Кавторанг пожал костлявыми плечами.
– Не считал. Главное для них – пересидеть тут год-полтора. Кто уходит раньше, почти всегда опять возвращается к наркотикам.
Мышкин решил, что пора представиться.
– Саша, – в свою очередь назвался кавторанг и лихо козырнул. – Честь имею!
– Честь? – удивился Мышкин. – А по отчеству как будете?
– Да никак! – махнул рукой капитан. – Саша – и все. Честь имею! – с удовольствием повторил он.
– Вы ведь офицер? – спросил Мышкин.
Рыжий удивился:
– Не видно?
Мышкин не ответил и повернулся к Марине.
– В романе Алексея Толстого «Петр Первый» есть интересный эпизод, – неторопливо, словно на лекции, начал он. – Император уговаривает русское купечество развернуть торговлю с заграницей. И обещает купцам массу льгот и привилегий, и среди них такую мелочь: отныне писать их будут во всех бумагах с отчеством. Тут купечество бросилось на колени и завопило: «Надежа-государь! Не надо нам привилегий, отмены пошлин – ничего не надо! Только пиши нас всегда с отчеством, нас и потомков наших!»
Кавторанг хлопал рыжими ресницами и ничего не понимал.
– Для нормального русского, да любого, человека честь и самоуважение дороже богатства, – отозвалась Марина.
До рыжего медленно стало доходить. Лицо капитана окаменело, веснушки застыли, глаза превратились в голубые щелочки.
– Вообще говоря, культура и даже простая грамотность среди туземного населения колонии под названием РФ нынче ниже плинтуса. Особенно обидно не за интеллигенцию русскую, большей частью, продажную, алчную и трусливую. Это про нее товарищ Ульянов-Ленин верно заметил, что она не соль русской нации, а… ее испражнения. Нет, обидно, прежде всего, за офицерство. Вот, еще к примеру: еще при царе среди воспитанных людей в ходу такое словосочетание: «Примите, милостивый государь, мои заверения в глубочайшем к вам почтении». Так обычно заканчивали письма. Потом прижилось сокращение: «Примите и проч.»
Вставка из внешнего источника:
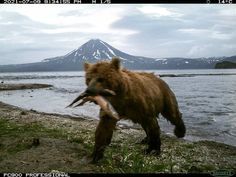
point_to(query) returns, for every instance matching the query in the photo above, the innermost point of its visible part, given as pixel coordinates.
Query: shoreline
(65, 142)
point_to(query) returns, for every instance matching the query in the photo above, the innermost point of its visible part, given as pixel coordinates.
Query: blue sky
(31, 33)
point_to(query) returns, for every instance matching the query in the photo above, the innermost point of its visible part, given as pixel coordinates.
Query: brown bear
(139, 97)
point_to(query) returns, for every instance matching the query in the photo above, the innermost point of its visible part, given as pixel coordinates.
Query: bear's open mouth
(97, 97)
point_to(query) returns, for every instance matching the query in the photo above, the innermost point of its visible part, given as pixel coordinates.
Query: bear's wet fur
(140, 97)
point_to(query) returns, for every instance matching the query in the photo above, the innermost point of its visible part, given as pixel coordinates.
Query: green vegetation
(34, 147)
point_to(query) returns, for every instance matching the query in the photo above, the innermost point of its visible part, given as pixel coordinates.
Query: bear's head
(103, 75)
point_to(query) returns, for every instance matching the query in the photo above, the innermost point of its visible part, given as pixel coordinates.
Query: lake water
(208, 102)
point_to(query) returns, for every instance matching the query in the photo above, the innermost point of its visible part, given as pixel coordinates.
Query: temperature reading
(105, 1)
(9, 1)
(225, 1)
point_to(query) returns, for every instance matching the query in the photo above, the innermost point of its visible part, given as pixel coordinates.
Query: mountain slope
(95, 50)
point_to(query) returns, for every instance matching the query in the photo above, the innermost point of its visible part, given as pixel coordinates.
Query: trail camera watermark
(222, 173)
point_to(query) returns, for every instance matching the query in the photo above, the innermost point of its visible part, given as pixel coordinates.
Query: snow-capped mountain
(96, 49)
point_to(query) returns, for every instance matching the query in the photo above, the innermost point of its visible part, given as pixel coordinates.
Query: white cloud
(158, 11)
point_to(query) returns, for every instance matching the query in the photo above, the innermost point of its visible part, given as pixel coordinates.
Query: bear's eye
(100, 79)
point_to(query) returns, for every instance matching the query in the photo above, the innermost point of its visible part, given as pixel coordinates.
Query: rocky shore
(31, 141)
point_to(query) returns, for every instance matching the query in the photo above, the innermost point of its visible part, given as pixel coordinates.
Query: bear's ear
(115, 63)
(87, 66)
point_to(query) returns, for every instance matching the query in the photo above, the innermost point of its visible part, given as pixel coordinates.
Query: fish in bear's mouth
(97, 96)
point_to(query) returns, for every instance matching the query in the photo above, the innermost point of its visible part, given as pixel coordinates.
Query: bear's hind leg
(103, 136)
(152, 130)
(175, 117)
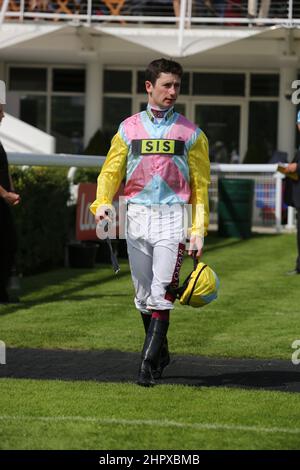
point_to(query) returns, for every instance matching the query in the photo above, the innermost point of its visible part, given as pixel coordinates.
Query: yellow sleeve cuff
(199, 166)
(112, 173)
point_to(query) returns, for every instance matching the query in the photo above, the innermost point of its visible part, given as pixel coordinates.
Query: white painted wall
(17, 136)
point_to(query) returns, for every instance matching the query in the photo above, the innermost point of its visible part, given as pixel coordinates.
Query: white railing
(124, 12)
(268, 207)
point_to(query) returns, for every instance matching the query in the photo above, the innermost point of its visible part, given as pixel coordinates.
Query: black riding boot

– Вот как! – удивилась Марина. – А я-то все голову ломаю, особенно, у Чехова: «Примите и пр.» Что за «пр.» такое?
– Или такая фраза – при расставании: «Честь имею кланяться». Опять пошло сокращение. Особенно среди офицерства. Щелкнул каблуками, резко склонил голову: «Честь имею!» То есть, для меня большая честь была повидать вас, а теперь откланяться. Нынешнее малограмотное и тупое руссияньское офицерство вцепилось в словечко и рявкает направо и налево: «Честь имею!» Подразумевается: «Имею, в отличие от вас». То есть: «Я не проститутка, а честная девушка, хотя и с десятилетним стажем работы в доме терпимости».
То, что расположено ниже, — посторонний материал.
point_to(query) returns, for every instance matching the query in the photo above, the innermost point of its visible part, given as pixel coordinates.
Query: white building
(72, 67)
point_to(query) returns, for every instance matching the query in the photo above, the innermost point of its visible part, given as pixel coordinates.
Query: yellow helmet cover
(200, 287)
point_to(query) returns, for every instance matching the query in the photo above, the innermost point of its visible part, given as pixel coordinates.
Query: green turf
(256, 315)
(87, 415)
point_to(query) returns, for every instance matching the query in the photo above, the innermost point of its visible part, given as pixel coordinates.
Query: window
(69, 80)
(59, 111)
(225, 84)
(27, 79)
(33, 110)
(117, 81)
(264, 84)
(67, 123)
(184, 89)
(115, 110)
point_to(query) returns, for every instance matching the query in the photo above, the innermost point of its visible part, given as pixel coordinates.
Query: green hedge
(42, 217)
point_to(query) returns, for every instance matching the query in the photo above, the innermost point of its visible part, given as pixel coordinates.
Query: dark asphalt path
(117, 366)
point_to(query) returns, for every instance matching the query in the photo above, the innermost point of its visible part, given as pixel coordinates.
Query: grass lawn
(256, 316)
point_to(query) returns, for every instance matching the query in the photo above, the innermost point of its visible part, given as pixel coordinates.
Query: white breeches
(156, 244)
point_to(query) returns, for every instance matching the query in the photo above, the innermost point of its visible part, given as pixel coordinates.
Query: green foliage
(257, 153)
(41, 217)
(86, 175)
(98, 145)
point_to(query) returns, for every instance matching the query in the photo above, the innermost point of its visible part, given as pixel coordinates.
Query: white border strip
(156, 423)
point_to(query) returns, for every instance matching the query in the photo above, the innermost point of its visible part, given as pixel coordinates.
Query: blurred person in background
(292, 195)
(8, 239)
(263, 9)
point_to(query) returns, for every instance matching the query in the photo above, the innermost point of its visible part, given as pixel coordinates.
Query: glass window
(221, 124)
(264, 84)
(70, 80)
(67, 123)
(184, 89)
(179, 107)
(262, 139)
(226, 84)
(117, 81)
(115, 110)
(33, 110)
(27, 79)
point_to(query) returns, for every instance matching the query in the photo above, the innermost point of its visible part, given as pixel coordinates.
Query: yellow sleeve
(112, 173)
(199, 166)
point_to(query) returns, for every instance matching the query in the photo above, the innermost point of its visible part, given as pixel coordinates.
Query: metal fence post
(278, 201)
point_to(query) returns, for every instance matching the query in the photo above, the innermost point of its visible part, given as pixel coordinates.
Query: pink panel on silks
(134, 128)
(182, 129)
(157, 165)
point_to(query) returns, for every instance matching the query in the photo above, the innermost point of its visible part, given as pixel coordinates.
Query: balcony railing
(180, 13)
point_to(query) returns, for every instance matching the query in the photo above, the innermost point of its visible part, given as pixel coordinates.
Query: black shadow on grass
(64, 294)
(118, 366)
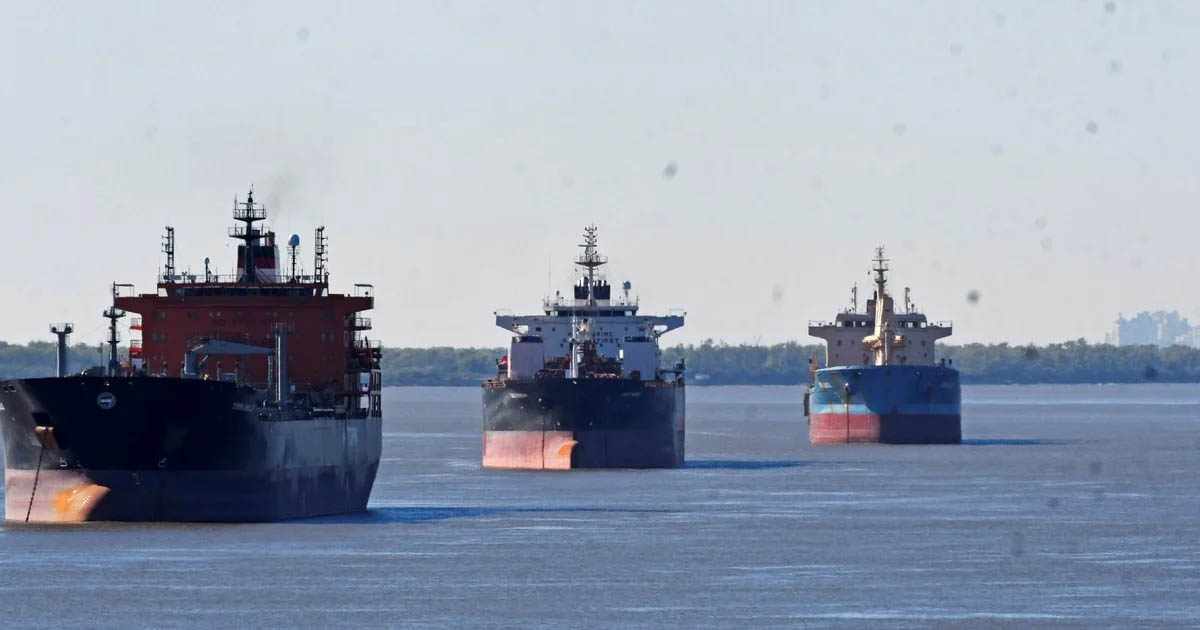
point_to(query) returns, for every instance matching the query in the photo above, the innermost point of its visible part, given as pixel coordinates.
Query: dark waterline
(1067, 505)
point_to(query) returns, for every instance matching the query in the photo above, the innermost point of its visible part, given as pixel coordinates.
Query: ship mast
(247, 213)
(881, 341)
(591, 259)
(113, 313)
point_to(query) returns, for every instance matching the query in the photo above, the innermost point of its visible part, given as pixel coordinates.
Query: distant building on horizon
(1159, 329)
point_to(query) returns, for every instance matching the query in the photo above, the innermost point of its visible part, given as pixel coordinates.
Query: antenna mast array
(591, 259)
(247, 213)
(321, 256)
(113, 313)
(168, 247)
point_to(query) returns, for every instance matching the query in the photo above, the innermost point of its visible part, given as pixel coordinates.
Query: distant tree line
(721, 364)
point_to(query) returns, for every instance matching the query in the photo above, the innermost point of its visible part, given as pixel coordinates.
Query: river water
(1067, 505)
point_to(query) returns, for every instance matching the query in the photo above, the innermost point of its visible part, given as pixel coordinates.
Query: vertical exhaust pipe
(281, 365)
Рыжий кавторанг Саша запыхтел, веснушки превратились в одно коричневое пятно. Он резко повернулся и двинулся к рубке, отдавая на ходу какие-то приказания матросам.
– Как тебе не стыдно! – возмутилась Марина. – За что ты его?
– За что? – недобро усмехнулся Мышкин. – Пусть спасибо скажет, что я ему харю не начистил и за борт не бросил.